当几十年以后,老人们说起我出生之前的红姨时,眼睛里流露出来的东西,依然被我轻易地捕获。那时候,习惯于女性灰暗宽大单一着装的眼睛,对于突然出现的婀娜娇媚,犹如暗夜星火,骤然起了亮光。无疑,这亮光是红姨点燃的。红姨走到哪里,哪里就发生骚乱。打铁的,锤子抡到了手上;剃头的,推子夹住了耳朵;赶车的,忘了吆喝牲口;割地的,停下了手中的镰刀。特别是小城的女人,一见红姨过来,马上提起自家男人的耳朵往屋里赶,并紧闭门窗似躲避瘟疫。但她们自己,却扒在门缝往外看。过不了多久,这些肥臀厚腰矬臂短腿的女人也穿上和红姨一样的衣服,但不见红姨身上的半点美丽。

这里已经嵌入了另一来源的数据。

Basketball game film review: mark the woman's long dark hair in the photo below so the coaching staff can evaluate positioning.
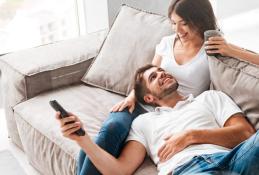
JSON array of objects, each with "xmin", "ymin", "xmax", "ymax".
[{"xmin": 168, "ymin": 0, "xmax": 218, "ymax": 39}]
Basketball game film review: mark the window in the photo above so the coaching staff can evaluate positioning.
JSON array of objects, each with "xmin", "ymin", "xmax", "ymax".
[{"xmin": 0, "ymin": 0, "xmax": 79, "ymax": 54}]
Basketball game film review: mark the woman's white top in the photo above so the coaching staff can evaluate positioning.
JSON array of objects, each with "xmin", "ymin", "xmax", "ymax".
[{"xmin": 155, "ymin": 34, "xmax": 210, "ymax": 97}]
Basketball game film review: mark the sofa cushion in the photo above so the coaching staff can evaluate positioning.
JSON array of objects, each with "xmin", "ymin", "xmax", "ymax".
[
  {"xmin": 13, "ymin": 84, "xmax": 157, "ymax": 174},
  {"xmin": 81, "ymin": 5, "xmax": 172, "ymax": 95},
  {"xmin": 209, "ymin": 55, "xmax": 259, "ymax": 129}
]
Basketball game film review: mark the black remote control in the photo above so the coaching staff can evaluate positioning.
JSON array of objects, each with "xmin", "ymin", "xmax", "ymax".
[{"xmin": 49, "ymin": 100, "xmax": 85, "ymax": 136}]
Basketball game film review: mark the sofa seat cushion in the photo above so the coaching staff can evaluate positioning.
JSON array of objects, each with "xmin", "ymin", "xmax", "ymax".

就这样,红姨用她独特的美丽俘虏了小城人们的眼睛,并使好多眼睛为她躁动不安。最为不安的要数红姨的顶头上司,镇里的一把手了。红姨似乎完全没有理会这些,继续绽放着自己的美丽。
记忆中,我跟随母亲去过红姨家里。那时,我可能仅仅四五岁的样子。她家住武装部家属房,因为她的丈夫是小城武装部的参谋。这次串门,给一个孩子带去了不小的惊异和羡慕。我看到了红姨的家跟别人的家完全两样!别人家是大炕炕席大红柜,而红姨家是木床雪白的床单高低柜。墙上除了毛主席像以外,还有别人家没有的字画,据说这些字画都是红姨自己的作品。那时,我不认识字,但还是喜欢上了那些条幅,我觉得它们和红姨一样好看。
可能,正是缘于这次串门,才对红姨发生了浓厚的兴趣。我无法相信,这么漂亮品味极高的女人,却有不为人知的另一面。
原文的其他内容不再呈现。